Vinegar Valentines & Cranky Cupids in the 1800s

Updated: Feb 14, 2023

We bemoan modern-day trolls on social media but the Victorians had a knack for being nasty too - in their Valentines!

Today is Valentine’s Day, a day for sending flowers, chocolates, and lovey-dovey sentiments. But, once upon a time, there was a sinister side to the saccharin day. The underside of the holiday was an opportunity for jilted lovers, lonely hearts, cynics, and cranky cupids to get revenge or declare their less-than-sweet sentiments in rude, crude and exceedingly naughty cards. They were called “Vinegar Valentines” and they were the rage.

The trend started in the 1840s. Why it started then is somewhat of a mystery, but the most prevalent theory is that education and literacy rates were growing among the working class and poor. The lower classes’ more cynical views about life—some might say more brutally realistic—crept into the sacrosanct arenas of love and marriage and interjected cutting humor and satire. Soon the mischief spread to the higher classes, according to valentine authority, Nancy Rosin, President of the National Valentine Collectors Association.

The unflattering cards caused quite a flutter across all social classes. To add insult to injury, the postal service in the mid-1800s required the receiver, not the sender, to pay for postage for cards and letters. So, the recipient paid for the insult, not knowing what was inside until it was too late!

There are also some theories that the social trends of the times fed the popularity of vinegar valentines. Alcoholism was sweeping the nation at epidemic rates in the mid-1800s and after the war, especially among men. Many women were left destitute with children to support with their husbands drinking away the family funds. (This trend was also at the roots of the prohibition and suffragette movements.)

After the Civil War, a significant percentage of the male population had been killed or seriously maimed, which decreased the number of eligible males for marriage. The war’s carnage also fed into opioid epidemics across the country.

Additionally, after the war, women were starting to work in factories and also get educations and exploring freedom beyond the institution of marriage. All these trends resulted in the lowest marriage rates in the nation’s history (up until today’s rates). There were record numbers of unmarried men and women in the second half of the 1800s.

Whatever the reasons, vinegar valentines flourished before and after the Civil War and continued their popularity into the early 1900s. Florid verse usually accompanied shocking caricatures of both men and women as unflattering characters, including snakes, shrews, rats, donkeys (“asses”), floozies, dandies, busy bodies, and on and on. Verses insulted a person’s appearance, intelligence, and occupation. It seems nothing was off limits. And, since the vicious valentines were sent anonymously, there were no social conventions to modulate the insult (just like internet trolls of today).

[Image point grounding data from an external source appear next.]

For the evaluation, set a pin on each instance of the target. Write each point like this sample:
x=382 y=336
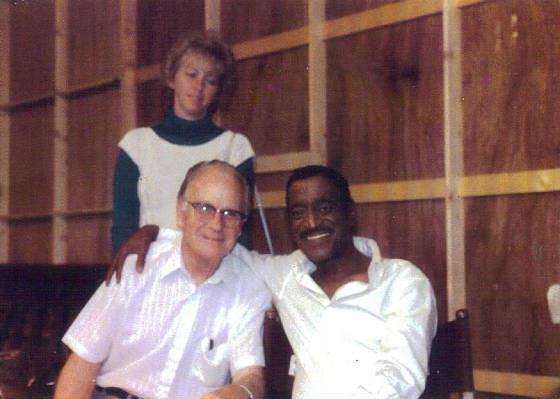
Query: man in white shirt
x=360 y=325
x=190 y=326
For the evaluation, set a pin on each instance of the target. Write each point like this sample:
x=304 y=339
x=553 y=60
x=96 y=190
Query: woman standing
x=152 y=161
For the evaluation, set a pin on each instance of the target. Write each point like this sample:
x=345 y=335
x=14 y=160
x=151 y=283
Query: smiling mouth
x=316 y=234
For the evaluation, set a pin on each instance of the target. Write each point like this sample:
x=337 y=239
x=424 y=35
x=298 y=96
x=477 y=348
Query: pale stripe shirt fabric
x=160 y=336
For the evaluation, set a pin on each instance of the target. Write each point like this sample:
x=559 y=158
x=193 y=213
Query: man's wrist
x=247 y=390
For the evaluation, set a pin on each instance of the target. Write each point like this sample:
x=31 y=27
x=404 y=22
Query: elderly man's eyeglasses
x=206 y=212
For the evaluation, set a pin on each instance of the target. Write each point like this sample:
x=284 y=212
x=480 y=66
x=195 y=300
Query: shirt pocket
x=213 y=368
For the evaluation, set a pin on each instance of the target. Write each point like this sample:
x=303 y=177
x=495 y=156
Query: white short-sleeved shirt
x=163 y=166
x=371 y=340
x=158 y=335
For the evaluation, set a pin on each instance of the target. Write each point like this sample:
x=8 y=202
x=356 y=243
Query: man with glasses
x=190 y=326
x=360 y=325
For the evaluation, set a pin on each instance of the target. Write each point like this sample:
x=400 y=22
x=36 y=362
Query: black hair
x=337 y=179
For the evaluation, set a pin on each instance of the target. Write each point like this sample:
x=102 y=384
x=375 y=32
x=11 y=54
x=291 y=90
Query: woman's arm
x=126 y=204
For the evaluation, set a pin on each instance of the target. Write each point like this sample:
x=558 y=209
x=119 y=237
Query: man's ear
x=353 y=218
x=180 y=210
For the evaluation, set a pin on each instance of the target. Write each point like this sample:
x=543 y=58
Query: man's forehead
x=312 y=189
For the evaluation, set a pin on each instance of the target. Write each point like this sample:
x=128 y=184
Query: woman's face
x=196 y=85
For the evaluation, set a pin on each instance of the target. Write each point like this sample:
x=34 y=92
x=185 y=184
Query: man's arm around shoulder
x=77 y=379
x=247 y=383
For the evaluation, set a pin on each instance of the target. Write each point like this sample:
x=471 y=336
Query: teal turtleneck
x=126 y=204
x=184 y=132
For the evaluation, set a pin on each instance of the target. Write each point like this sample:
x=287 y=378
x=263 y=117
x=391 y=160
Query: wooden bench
x=37 y=305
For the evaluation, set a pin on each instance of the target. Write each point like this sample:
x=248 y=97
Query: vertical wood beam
x=6 y=49
x=4 y=184
x=453 y=142
x=317 y=81
x=213 y=15
x=5 y=45
x=129 y=115
x=60 y=185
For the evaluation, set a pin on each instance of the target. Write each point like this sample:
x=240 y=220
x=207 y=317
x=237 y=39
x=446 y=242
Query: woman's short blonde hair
x=208 y=44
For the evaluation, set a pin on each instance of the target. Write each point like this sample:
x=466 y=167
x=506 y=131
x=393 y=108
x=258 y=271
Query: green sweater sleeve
x=247 y=170
x=126 y=204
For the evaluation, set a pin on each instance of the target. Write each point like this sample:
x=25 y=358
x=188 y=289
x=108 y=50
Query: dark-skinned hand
x=139 y=244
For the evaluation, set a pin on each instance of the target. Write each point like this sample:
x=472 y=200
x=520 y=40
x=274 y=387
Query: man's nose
x=217 y=220
x=311 y=218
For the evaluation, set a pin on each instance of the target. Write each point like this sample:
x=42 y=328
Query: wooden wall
x=442 y=114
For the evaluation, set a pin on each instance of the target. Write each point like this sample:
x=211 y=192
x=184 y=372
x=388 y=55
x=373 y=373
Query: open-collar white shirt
x=370 y=340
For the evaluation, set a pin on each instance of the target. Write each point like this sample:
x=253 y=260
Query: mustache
x=316 y=230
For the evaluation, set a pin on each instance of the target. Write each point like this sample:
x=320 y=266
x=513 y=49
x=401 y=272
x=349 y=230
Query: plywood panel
x=512 y=256
x=153 y=102
x=270 y=103
x=336 y=8
x=92 y=42
x=511 y=68
x=160 y=23
x=278 y=229
x=30 y=241
x=414 y=231
x=385 y=104
x=89 y=239
x=93 y=134
x=31 y=50
x=31 y=159
x=244 y=20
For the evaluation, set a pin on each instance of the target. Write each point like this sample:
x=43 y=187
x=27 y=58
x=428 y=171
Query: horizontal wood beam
x=285 y=162
x=534 y=386
x=272 y=43
x=534 y=181
x=527 y=182
x=381 y=16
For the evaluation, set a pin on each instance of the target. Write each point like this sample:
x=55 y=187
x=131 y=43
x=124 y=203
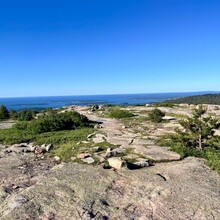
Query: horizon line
x=108 y=94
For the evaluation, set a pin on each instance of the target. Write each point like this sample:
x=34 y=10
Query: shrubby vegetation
x=26 y=115
x=4 y=113
x=197 y=139
x=156 y=115
x=198 y=129
x=164 y=104
x=198 y=99
x=26 y=131
x=118 y=113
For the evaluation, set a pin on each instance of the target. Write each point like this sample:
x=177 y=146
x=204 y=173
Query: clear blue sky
x=73 y=47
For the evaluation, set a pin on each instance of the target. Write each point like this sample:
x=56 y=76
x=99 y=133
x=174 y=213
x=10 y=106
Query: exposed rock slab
x=73 y=191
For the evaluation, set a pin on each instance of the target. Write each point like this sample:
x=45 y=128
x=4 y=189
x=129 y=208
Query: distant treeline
x=198 y=99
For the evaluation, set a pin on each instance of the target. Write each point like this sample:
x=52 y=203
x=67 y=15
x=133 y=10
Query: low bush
x=156 y=115
x=118 y=113
x=211 y=153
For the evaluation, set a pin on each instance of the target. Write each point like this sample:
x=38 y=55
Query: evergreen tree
x=198 y=128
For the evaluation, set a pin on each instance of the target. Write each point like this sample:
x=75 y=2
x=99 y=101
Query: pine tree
x=198 y=128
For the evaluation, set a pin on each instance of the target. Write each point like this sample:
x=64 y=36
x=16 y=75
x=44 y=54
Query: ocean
x=39 y=103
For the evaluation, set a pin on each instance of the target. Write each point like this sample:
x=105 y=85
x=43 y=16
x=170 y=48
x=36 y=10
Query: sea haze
x=40 y=103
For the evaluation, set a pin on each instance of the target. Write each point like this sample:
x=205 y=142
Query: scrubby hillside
x=198 y=99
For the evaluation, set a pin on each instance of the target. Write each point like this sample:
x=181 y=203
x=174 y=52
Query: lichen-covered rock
x=116 y=162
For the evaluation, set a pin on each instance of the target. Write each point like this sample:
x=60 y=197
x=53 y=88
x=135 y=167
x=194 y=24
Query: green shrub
x=156 y=115
x=4 y=114
x=164 y=104
x=118 y=113
x=13 y=114
x=26 y=115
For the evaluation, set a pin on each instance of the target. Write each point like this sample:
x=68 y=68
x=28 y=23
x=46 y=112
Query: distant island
x=213 y=99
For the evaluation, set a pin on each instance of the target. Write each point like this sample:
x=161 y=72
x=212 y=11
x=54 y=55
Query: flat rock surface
x=74 y=191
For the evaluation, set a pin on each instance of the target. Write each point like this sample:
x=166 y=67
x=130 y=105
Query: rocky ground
x=33 y=186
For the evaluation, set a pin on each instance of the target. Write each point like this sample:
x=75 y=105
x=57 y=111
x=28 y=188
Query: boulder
x=57 y=159
x=83 y=155
x=48 y=147
x=116 y=163
x=88 y=160
x=39 y=150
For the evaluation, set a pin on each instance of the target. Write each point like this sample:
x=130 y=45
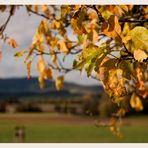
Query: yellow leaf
x=41 y=82
x=140 y=55
x=49 y=73
x=41 y=65
x=44 y=8
x=136 y=102
x=95 y=36
x=36 y=8
x=0 y=54
x=59 y=82
x=63 y=47
x=20 y=53
x=112 y=28
x=12 y=43
x=29 y=68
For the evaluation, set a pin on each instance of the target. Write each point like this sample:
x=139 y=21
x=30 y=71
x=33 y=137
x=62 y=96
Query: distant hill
x=22 y=87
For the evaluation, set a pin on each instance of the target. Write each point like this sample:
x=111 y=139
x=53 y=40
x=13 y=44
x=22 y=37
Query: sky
x=22 y=28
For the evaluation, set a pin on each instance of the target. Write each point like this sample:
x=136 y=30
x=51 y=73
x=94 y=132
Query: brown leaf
x=140 y=55
x=136 y=102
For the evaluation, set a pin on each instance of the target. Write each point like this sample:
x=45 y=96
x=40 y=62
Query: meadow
x=54 y=128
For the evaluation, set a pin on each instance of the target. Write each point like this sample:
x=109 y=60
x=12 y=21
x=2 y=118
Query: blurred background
x=29 y=114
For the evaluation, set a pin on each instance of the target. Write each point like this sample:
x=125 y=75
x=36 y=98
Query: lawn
x=56 y=129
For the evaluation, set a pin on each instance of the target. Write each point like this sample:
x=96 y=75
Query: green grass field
x=47 y=129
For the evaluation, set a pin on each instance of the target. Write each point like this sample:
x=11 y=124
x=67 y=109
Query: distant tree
x=110 y=42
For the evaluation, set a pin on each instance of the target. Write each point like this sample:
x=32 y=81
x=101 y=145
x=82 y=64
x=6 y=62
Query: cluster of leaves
x=109 y=41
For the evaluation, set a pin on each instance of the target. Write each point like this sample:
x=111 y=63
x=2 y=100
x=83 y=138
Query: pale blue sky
x=22 y=28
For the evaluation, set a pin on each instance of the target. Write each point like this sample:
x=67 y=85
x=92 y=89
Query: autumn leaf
x=41 y=65
x=36 y=8
x=59 y=82
x=12 y=43
x=112 y=28
x=29 y=69
x=49 y=73
x=20 y=53
x=140 y=55
x=41 y=82
x=136 y=102
x=0 y=54
x=139 y=37
x=44 y=8
x=62 y=46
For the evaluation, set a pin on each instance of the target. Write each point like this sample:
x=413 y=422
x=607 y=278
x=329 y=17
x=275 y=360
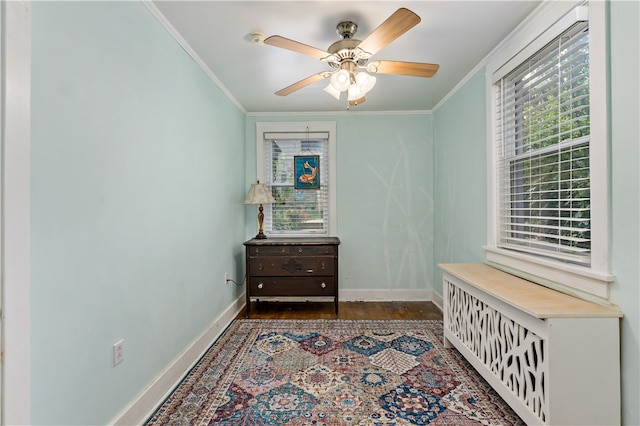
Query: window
x=548 y=157
x=287 y=154
x=542 y=136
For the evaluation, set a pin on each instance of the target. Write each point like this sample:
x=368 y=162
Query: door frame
x=15 y=160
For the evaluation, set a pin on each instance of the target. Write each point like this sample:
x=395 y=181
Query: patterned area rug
x=333 y=372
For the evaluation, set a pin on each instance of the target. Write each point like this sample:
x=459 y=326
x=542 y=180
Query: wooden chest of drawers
x=303 y=269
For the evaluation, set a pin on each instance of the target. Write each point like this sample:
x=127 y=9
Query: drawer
x=288 y=265
x=299 y=250
x=290 y=286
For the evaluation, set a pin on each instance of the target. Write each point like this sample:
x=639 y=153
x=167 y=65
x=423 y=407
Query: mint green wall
x=137 y=184
x=625 y=193
x=384 y=196
x=460 y=182
x=460 y=152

Doctors were sent valentines calling them “Doctor Sure-Death.” People who dressed well were insulted for their fancy frills and vacuity. Suffragettes and abolitionists suffered special spite for their beliefs and were called unloved and unlovable (among other unprintable descriptors). Suffragettes answered with valentines: “No vote, no kiss!” Bald men were blasphemed. Ample women were abused. Popular men were pilloried. Shy women were shamed. Penny-pinchers were picked at. And the unmarried were mocked. Insults were insidious. Vinegar valentines were sent to bosses, landlords, teachers, salesmen and women, and politicians.

Insults ranged from the vulgar and even violent to more insipid and genteel barbs. One Victorian card insulted the male recipient as “a dissipated weed.” Another criticized a woman’s eyes with the last strange stanza:


I’d sooner marry a giraffe, Hedgehog or porcupine, Than from the female sex select A cod-eyed Valentine.

Vinegar valentines were so popular in 1847 that a major New York valentine publisher enjoyed equal sales between cupid-minded cards and vitriolic valentines. The vile side of the valentine market became so popular that a backlash ensued.

In 1857, The Newcastle Weekly Courant complained that “the stationers’ shop windows are full, not of pretty love-tokens, but of vile, ugly, misshapen caricatures of men and women, designed for the special benefit of those who by some chance render themselves unpopular in the humbler circles of life.”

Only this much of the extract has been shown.